Friday, April 29, 2011

Fuck Running

I loathe running with every sense of my being. I don't get it. I have tried and tried but I never get that Oprah "Aha!" moment where I think, "Damn! Why haven't I tried this before?? This is fun as HELL!"
Nope. Instead every time I try to run I get the horrible burning in my lungs as if I smoked a pack of unfiltered Camels last night. (I didn't.) My legs feel like they weigh 300 lbs. each. My hips begin to ache and I already know the SHORT amount of time I have committed will make me so tense in my lower extremities tomorrow I will walk like I had a double hip replacement. And then there's the side cramps. And the inevitable "holy-shit-I-really-hope-I-don't-yack-my-shit-all-over-this-treadmill" sensation.
Fuck running.

I've heard the "I'm an adrenaline junkie!" Or the "It's SOOOO good for you!" Or "It feels so great! I could go all day!"
Shut your God damn, lightweight, overpriced Nike track shoe-wearing pie holes. I like the adrenaline I get when I ride a roller coaster. Or see a scary movie. Or before I go onstage. Running "adrenaline" is my body's way of saying, "Slow the hell down, bitch! Those tits are WAY too big to move like that!!" And let me add that to my long list of anti-running reasons. Big boobs and feet slapping on the pavement while your body bounces up and down can only lead to a few things: bad back, nipple erection/tig ol' bitty wardrobe malfunction, or black eyes. I will power walk ANY day to save my tits from beating the shit out of myself.
Running is good for me? So is a colon cleanse but I sure as shit can't do that every day. I will choose things that are good for me and make me GOOD to be around. Like copious amounts of caffeine, new shoes, and vacations to tropical islands. Run next to me and you will hear me whine more than Demi Lovato at eating disorder camp. Not cool.
You know what feels great? Taking a good shit every morning. Or sleeping through the night without insomnia. Or wearing your skinny jeans and being able to zip them up without sweating. Running does not feel good. I imagine getting ass-raped by an elephant would be more soothing.

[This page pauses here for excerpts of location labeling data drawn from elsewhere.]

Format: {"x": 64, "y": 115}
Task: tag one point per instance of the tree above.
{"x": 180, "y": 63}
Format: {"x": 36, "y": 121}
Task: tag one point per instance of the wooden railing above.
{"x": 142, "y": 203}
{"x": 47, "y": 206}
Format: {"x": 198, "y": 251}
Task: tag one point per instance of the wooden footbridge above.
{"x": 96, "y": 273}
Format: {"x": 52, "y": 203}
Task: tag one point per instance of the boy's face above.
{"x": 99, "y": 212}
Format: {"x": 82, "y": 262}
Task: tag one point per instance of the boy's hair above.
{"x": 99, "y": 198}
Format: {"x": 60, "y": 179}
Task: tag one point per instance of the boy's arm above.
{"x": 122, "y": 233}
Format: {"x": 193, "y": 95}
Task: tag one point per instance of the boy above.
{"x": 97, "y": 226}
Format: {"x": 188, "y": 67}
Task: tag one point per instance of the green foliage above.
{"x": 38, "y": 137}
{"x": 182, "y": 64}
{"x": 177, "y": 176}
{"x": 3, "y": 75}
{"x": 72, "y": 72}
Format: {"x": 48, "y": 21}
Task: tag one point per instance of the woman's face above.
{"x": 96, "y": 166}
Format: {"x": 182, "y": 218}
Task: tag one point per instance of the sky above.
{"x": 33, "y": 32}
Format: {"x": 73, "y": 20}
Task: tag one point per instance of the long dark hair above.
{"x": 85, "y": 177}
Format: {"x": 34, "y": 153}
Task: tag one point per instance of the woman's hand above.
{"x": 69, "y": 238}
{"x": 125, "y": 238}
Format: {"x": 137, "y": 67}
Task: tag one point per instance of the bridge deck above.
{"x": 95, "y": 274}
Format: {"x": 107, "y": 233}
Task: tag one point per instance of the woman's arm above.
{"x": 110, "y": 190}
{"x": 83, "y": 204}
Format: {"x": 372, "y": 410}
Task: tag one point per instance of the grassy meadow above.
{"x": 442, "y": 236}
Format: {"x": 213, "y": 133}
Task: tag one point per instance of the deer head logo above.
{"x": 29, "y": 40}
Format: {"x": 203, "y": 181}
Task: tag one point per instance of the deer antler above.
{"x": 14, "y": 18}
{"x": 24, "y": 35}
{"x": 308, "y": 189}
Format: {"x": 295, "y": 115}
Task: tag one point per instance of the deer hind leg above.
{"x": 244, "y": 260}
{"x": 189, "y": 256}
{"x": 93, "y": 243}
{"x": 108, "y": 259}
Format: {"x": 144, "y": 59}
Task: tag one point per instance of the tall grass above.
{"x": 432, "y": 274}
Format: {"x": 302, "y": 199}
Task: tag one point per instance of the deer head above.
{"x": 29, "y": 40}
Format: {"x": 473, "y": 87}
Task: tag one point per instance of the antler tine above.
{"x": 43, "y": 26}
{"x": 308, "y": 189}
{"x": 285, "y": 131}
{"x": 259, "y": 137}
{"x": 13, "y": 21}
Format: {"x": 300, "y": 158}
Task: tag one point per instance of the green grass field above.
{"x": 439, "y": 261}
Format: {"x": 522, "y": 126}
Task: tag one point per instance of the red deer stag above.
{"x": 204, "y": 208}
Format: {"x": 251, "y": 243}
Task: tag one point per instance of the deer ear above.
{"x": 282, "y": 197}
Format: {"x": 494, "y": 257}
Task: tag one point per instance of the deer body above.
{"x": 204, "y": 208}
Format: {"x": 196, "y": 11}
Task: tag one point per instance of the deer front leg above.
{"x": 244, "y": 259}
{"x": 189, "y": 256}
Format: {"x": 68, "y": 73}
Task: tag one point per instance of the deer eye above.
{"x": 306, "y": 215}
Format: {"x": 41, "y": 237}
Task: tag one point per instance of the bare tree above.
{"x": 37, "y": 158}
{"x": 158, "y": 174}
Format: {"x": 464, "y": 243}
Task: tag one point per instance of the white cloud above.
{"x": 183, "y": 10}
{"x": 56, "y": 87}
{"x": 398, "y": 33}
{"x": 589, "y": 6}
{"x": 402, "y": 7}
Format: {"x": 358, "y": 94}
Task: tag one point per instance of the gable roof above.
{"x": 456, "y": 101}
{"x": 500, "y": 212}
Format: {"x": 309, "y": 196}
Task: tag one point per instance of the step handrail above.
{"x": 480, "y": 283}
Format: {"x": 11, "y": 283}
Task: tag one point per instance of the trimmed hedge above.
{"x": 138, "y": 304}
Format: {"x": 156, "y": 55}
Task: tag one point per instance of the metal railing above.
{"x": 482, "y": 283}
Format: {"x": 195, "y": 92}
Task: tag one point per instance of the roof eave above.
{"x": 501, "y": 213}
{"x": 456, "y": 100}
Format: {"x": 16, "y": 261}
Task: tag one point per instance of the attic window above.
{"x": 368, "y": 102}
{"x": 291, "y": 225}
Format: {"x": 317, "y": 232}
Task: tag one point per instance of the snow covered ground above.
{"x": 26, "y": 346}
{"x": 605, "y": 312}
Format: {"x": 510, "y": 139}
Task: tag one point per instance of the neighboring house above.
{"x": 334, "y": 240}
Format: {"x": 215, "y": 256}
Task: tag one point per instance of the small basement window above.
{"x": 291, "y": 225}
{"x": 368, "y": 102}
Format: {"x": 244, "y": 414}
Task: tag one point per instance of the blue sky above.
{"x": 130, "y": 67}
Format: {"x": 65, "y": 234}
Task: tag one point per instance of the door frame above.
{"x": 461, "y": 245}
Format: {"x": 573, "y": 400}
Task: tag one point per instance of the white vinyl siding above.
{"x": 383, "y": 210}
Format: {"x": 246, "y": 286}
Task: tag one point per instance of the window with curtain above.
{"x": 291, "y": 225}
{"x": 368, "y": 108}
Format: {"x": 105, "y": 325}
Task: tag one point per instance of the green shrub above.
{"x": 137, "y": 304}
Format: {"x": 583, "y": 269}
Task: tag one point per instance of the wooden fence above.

I've tried the treadmill, I've tried a track, I've tried the sidewalk and the street. Unless I can run and use someone else's body to get the same energetic bullshit adrenaline crackhead results, it will not be happening. I am not signing up for any "short little 5K's" or plan on training by running and walking with you. I will run for only a few reasons: if I am about to shit my pants, if I am on fire, if anyone is trying to fuck with my kids, or if there is an All You Can Carry Jimmy Choos For $10 Sale. Other than that, yes, the treadmill I am standing next to is free. Enjoy your torture, you masochistic freak.